A sample conversation
Here's how it plays out for Trailhead Cycles, a shop with a sprawling bike catalog that used to lose beginners at the filter page.
Shopper: i want a bike but there are too many, i just commute to work Bot: Happy to narrow it down. Roughly how far is your commute, and is it mostly smooth roads or some rough patches? Shopper: about 4 miles, all paved, some hills Bot: Got it. For paved hills at that distance, I'd look at a lightweight hybrid with a few gears. Two good picks: the CityGlide 7 ($480, light and low-maintenance) or the Metro Sport ($620, if you want a smoother ride on the hills). Want the details on either? Shopper: what's the difference in the gears Bot: The CityGlide has 7 gears, plenty for moderate hills. The Metro has 9 plus a slightly better crank, so climbing feels easier if your hills are steep. For 4 miles with some hills, most commuters are happy with the CityGlide.
Two hundred products became a confident choice between two, with a real reason behind each. That shopper buys today instead of bouncing.
Train it on your catalog, not the internet
This only works if the bot recommends real products you actually stock, with accurate details. A bot improvising from general knowledge will confidently suggest something you don't carry or misstate a spec, which is worse than no help at all.
So the bot needs to learn your catalog: product names, descriptions, specs, prices, use cases, and what's in stock. Feed it your product data and keep it in sync as things change. In SpideyChat you'd train the bot on your product pages and specs so its picks are grounded in what you sell, and set it to hand off to a human when someone wants advice beyond what the catalog covers.
Accuracy is the whole ballgame here. One wrong recommendation and the shopper stops trusting every recommendation after it.
It's also fine, and better, for the bot to say when it doesn't have a good match. A shopper asking for something you don't carry should hear "we don't have that, but here's the closest thing we do" or a clean handoff to a human, not a confident pitch for a product that won't work. Honesty in a recommendation builds the same trust a good clerk earns by occasionally saying "that's not really what you want." A bot that only ever says yes sounds like a salesperson. A bot that sometimes says "not this one" sounds like an advisor, and advisors are who people actually buy from.
Where guided selling pays off most
It's not equally useful for every store. Be honest about whether your catalog has a discovery problem worth solving.
| Your catalog | Discovery chatbot value |
|---|---|
| Large and varied | High, shoppers get lost |
| Technical or spec-heavy | High, buyers need translation |
| Sizing or compatibility matters | High, mistakes cause returns |
| Small and self-explanatory | Lower, though still useful for edge cases |
| One or two products | Low, not worth it |
The clearest wins come when products differ in ways customers don't understand: compatibility, sizing, skill level, use case. Those are also the differences that drive returns when someone guesses wrong, so getting it right up front saves you twice.
Measure it against real outcomes
Don't fall in love with the tech. Judge it on numbers that matter to the business.

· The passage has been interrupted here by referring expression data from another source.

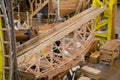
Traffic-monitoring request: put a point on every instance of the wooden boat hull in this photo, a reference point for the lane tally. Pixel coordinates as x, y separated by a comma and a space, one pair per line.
66, 6
21, 36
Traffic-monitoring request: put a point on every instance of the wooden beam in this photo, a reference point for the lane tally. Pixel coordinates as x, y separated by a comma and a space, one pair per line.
64, 29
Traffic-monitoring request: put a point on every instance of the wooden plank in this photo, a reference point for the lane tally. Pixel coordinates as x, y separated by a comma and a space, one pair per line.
44, 42
91, 72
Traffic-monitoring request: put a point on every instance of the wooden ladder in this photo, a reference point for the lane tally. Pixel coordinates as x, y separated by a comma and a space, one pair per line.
6, 42
36, 6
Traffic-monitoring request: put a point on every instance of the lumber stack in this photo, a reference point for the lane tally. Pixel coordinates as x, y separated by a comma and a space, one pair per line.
32, 59
91, 72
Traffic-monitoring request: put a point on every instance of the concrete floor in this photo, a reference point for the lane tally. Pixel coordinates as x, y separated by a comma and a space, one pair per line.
110, 72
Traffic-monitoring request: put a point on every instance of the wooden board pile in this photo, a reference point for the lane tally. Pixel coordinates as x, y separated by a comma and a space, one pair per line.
91, 72
109, 51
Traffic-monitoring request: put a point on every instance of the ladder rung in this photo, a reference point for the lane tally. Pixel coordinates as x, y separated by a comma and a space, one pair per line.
5, 42
6, 67
1, 15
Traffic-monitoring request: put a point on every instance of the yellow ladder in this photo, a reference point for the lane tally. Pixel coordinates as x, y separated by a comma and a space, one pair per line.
6, 41
105, 20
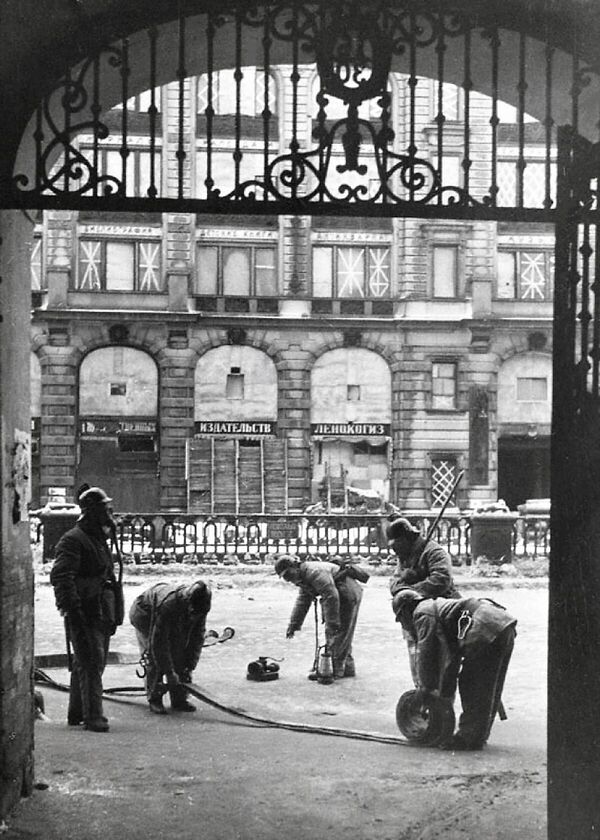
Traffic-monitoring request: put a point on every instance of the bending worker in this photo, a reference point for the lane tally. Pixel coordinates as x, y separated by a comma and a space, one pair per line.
170, 624
423, 565
85, 590
469, 639
340, 601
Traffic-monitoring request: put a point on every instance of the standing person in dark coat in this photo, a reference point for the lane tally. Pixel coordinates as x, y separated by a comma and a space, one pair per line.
84, 586
340, 601
471, 639
423, 565
170, 624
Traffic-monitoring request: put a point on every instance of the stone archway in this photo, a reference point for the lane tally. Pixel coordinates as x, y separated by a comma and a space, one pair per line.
36, 48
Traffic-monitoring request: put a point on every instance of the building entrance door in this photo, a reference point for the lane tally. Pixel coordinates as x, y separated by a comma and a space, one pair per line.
523, 470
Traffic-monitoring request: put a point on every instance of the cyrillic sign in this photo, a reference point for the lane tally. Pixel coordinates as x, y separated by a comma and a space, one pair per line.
234, 427
350, 429
112, 426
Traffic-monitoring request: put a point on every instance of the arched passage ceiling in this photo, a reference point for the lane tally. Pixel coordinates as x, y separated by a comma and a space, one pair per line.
565, 26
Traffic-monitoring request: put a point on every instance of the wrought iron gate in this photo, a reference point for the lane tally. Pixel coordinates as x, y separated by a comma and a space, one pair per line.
574, 614
370, 161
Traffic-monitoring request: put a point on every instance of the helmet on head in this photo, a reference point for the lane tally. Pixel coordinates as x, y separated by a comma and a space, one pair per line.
91, 497
199, 596
401, 527
284, 563
408, 596
404, 602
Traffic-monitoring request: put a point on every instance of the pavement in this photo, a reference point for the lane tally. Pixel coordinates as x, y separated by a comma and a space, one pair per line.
214, 775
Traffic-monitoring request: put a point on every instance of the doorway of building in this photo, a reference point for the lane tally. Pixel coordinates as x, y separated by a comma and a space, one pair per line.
523, 469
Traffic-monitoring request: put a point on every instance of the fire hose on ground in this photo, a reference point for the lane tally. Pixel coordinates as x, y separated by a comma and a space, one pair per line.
42, 678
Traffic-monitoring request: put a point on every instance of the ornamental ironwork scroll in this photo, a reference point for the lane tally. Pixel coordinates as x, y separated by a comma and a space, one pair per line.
378, 164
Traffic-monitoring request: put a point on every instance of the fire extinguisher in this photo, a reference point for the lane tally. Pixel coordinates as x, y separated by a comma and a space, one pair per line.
325, 666
262, 670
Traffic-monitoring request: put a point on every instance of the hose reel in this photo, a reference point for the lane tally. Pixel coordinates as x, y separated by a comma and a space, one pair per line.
424, 718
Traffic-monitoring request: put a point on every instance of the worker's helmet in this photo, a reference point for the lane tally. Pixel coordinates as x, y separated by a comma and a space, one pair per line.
200, 597
401, 527
404, 602
407, 596
285, 562
92, 497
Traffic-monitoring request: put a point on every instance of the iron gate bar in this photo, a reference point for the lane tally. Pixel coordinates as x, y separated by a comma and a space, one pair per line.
311, 30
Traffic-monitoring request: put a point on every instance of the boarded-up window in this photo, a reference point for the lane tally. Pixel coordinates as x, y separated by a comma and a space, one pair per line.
237, 476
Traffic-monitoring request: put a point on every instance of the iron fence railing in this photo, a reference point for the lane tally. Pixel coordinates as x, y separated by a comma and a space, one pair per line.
175, 537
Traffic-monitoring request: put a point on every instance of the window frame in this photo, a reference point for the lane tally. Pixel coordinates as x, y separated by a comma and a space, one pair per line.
443, 455
517, 251
443, 361
103, 241
253, 247
537, 401
458, 269
366, 247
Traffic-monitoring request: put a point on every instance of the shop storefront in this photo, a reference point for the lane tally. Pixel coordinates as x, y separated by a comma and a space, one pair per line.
236, 463
118, 441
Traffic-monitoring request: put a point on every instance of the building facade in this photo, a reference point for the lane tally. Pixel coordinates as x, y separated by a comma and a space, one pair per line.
263, 364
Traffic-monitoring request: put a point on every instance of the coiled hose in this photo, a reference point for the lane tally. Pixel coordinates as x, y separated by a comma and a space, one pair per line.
42, 678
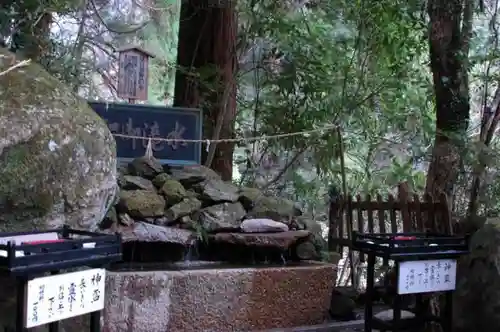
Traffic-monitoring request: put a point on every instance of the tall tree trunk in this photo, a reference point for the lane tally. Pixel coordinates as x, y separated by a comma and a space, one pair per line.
448, 42
448, 55
205, 78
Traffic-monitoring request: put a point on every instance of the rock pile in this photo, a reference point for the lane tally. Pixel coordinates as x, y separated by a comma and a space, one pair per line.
191, 204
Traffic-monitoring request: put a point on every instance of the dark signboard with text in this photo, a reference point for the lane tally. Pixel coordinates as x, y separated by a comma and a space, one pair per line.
155, 122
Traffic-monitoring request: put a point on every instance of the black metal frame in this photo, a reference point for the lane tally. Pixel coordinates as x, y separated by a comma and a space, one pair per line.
53, 257
387, 247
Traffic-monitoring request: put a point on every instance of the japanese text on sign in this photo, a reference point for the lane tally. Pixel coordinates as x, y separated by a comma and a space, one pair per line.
58, 297
149, 130
427, 276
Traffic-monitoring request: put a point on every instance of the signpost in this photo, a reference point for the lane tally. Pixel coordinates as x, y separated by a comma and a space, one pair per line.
424, 263
144, 121
437, 275
48, 299
54, 298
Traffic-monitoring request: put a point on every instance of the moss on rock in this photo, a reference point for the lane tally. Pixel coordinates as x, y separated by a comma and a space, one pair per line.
57, 156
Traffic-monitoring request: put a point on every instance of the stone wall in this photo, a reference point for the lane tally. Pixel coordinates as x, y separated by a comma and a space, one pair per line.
200, 216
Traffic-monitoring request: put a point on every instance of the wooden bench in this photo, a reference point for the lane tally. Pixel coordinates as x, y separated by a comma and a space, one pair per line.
376, 215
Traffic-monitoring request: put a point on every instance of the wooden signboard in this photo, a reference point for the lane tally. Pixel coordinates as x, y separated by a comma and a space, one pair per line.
427, 276
133, 73
154, 122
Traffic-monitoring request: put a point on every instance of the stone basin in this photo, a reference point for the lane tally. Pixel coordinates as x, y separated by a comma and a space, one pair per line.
194, 296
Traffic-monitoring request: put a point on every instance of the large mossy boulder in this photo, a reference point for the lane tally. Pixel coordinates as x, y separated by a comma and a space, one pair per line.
477, 296
57, 156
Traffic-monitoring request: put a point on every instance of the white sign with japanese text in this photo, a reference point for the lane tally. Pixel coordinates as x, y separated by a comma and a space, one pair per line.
427, 276
62, 296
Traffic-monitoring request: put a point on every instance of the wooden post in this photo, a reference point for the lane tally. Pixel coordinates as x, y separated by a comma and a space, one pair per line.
403, 195
334, 219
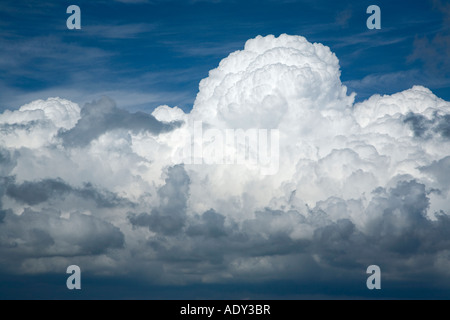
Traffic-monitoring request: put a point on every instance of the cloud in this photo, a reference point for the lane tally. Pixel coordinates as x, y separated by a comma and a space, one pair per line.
358, 183
102, 116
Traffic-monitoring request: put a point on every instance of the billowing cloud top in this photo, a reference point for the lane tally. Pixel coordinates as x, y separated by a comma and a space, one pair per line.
358, 184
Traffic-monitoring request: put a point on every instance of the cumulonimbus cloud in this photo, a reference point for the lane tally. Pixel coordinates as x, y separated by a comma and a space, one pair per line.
357, 184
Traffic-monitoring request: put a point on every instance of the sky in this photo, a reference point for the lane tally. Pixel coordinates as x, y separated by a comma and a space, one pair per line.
103, 164
148, 53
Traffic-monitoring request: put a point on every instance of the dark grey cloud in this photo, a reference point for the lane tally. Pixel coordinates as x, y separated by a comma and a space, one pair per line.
102, 116
37, 192
44, 234
8, 161
428, 128
170, 216
436, 169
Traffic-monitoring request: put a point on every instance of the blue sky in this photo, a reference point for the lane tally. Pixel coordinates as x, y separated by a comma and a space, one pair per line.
95, 184
147, 53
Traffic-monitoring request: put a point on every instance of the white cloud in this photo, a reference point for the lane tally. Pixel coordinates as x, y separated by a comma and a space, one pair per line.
354, 183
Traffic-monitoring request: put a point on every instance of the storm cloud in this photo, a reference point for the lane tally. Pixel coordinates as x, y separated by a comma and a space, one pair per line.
358, 183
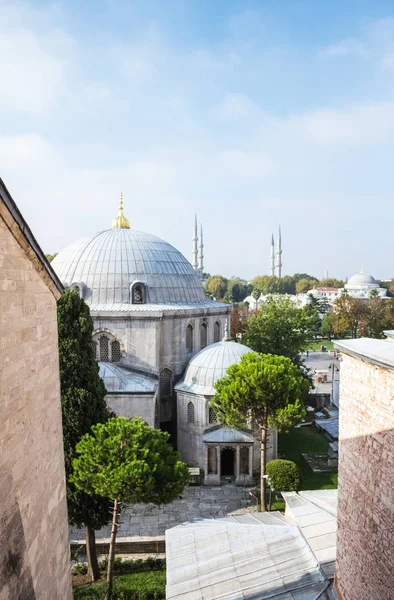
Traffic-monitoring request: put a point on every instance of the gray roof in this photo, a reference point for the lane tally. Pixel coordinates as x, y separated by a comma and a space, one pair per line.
228, 435
379, 352
253, 556
108, 262
210, 365
121, 379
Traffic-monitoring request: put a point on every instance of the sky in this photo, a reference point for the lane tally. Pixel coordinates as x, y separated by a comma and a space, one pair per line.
249, 113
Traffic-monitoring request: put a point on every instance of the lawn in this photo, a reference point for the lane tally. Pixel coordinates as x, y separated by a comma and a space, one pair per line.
315, 345
307, 439
150, 585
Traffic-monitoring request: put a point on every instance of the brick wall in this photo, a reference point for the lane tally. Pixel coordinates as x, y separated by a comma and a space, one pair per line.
34, 552
365, 547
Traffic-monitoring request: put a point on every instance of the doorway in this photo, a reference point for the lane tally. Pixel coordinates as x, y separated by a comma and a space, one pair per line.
227, 462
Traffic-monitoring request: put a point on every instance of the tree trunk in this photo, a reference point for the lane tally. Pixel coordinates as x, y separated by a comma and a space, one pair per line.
111, 558
91, 553
263, 455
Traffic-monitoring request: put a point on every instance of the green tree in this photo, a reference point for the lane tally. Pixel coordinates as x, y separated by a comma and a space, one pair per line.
127, 461
83, 405
216, 286
280, 327
266, 389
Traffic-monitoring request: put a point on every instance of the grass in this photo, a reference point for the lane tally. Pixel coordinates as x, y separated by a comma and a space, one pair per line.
307, 439
150, 585
314, 345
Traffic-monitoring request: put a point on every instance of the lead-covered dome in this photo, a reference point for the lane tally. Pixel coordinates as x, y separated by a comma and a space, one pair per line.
210, 365
110, 264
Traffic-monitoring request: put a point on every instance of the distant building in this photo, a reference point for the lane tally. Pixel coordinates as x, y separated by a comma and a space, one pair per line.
34, 549
365, 545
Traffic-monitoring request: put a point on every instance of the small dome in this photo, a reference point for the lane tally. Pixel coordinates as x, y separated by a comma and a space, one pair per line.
210, 365
109, 262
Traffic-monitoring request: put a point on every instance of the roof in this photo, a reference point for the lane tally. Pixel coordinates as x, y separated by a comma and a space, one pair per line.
210, 365
121, 379
228, 435
109, 262
378, 352
30, 240
251, 556
315, 513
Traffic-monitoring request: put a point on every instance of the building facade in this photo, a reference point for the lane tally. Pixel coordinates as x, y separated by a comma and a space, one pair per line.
365, 543
34, 549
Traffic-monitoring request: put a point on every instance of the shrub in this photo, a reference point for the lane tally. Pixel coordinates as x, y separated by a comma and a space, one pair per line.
285, 475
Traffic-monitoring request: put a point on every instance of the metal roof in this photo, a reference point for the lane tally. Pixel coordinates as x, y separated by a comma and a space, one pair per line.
254, 557
123, 380
108, 262
229, 435
210, 365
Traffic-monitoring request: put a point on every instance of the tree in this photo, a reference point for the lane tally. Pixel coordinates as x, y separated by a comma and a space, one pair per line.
127, 461
216, 286
83, 405
266, 389
280, 327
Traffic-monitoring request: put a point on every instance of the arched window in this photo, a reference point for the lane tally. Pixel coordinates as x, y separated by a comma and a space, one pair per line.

- Conversion rate for shoppers who used the discovery chat versus those who didn't
- Return rate on guided purchases, since better matches mean fewer wrong buys
- How often shoppers who chatted reached a product page and bought
- The questions people ask most, which tell you where your product pages themselves are unclear
That last one is a bonus. The discovery chat is also a listening tool. If shoppers keep asking the same thing the bot has to clarify, that's a sign your product descriptions should answer it directly.
A great physical store has always had someone who could say "tell me what you need, and I'll show you the right one." Online, that role went missing, replaced by filters that only help people who didn't need help. Putting a knowledgeable guide back on the digital shop floor is how you rescue the shoppers who are one good question away from buying. Start with the products people most often get wrong, and let the conversation do the narrowing they couldn't do alone.